In the nuclear build-out alternative, the overall power delivery is smoother with lower power swings due to a lower share of RE. In this alternative offshore wind is completely eliminated, since it is possible to replace it with onshore and solar power. Hydropower and import are less exercised as balance sources. Looking at the dispatch graphs side by side, it can be seen that the nuclear build-out scenario provides a more balanced power system. Interestingly the nuclear build-out scenario has higher curtailment than the RE-only, 2 TWh vs 1.3 TWh. The difference is also reflected in the higher export amount that the nuclear build-out scenario has (6.7 TWh vs 3 TWh for the RE-only scenario).
Cost-wise the nuclear build-out alternative has much higher CAPEX costs, but given the longer lifetime of nuclear plants, the investment is spread out over a longer time, making the System LCOE only a little more expensive than the all RE alternative, 63.5 vs 61.4 USD/MWh.
Conclusions
This model is of course very coarse and does not include transmission costs and limitations, and not system stability costs that are needed for a well-functioning system. However, it seems from the model that Portugal has the right conditions for utilizing a high degree of variable renewable energy sources: Relatively low seasonal variation in consumption and generation patterns and a high capacity access to balancing hydropower.
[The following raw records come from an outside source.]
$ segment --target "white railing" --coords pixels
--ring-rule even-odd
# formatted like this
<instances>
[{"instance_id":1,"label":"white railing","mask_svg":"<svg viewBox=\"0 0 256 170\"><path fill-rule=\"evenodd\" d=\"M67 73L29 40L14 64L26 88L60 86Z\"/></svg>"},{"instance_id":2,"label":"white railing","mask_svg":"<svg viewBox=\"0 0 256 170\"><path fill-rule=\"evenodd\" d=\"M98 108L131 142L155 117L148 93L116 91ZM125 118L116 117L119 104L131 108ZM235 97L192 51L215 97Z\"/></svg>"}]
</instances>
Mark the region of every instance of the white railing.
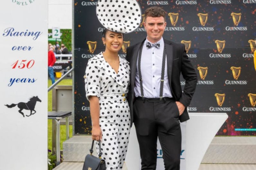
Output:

A cost-optimal RE-only system is possible with build-out using only relatively low-cost onshore wind and solar power, with a slight addition of offshore wind. 120% more onshore wind, but 12 times the present installed capacity of Solar PV power.
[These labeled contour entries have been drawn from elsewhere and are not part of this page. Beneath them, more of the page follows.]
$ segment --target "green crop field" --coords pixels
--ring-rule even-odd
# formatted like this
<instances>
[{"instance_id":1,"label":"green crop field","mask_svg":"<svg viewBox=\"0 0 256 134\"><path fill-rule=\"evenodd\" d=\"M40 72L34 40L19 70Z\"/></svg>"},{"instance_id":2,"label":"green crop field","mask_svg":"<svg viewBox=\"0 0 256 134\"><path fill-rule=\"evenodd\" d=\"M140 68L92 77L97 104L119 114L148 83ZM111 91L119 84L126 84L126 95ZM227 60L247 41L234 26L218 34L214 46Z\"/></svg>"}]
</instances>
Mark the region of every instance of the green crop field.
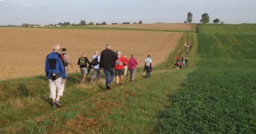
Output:
<instances>
[{"instance_id":1,"label":"green crop field","mask_svg":"<svg viewBox=\"0 0 256 134\"><path fill-rule=\"evenodd\" d=\"M111 91L104 90L104 79L81 86L79 73L68 74L63 107L56 109L51 108L45 77L1 80L0 133L255 133L255 31L252 25L200 25L198 33L184 31L152 77L140 68L134 82L126 78ZM174 69L189 36L188 64Z\"/></svg>"},{"instance_id":2,"label":"green crop field","mask_svg":"<svg viewBox=\"0 0 256 134\"><path fill-rule=\"evenodd\" d=\"M256 26L201 25L198 61L159 133L256 133Z\"/></svg>"}]
</instances>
With the forced nuclear build-out scenario the RE build-out is limited to 90% more on-shore wind power and 7 times today’s solar power. Plus of course 4.8 GW of nuclear power. This alternative has a higher CAPEX but almost the same System LCOE (63 instead of 61 USD/MWh). Hydro and import are less exercised for balancing power and the whole system behaves “smoother”, with less power swings. Most probably transmission and system costs will be lower for this alternative as well even though it is not part of this model.
It also seems like Portugal has the necessary storage capacity for hydrogen in the form of salt caverns. Out of the estimated 2 TWh (1.2 TWh H2 LLV) storage capacity, only 0.64 and 1 TWh were used in the RE-only and RE+nuclear cases respectively. A big difference between this model and the RMSA model is that this model does not reserve capacity for hydrogen production, rather hydrogen is considered a consumer, with certain characteristics, of the common power system. This should be a more efficient use of the resources.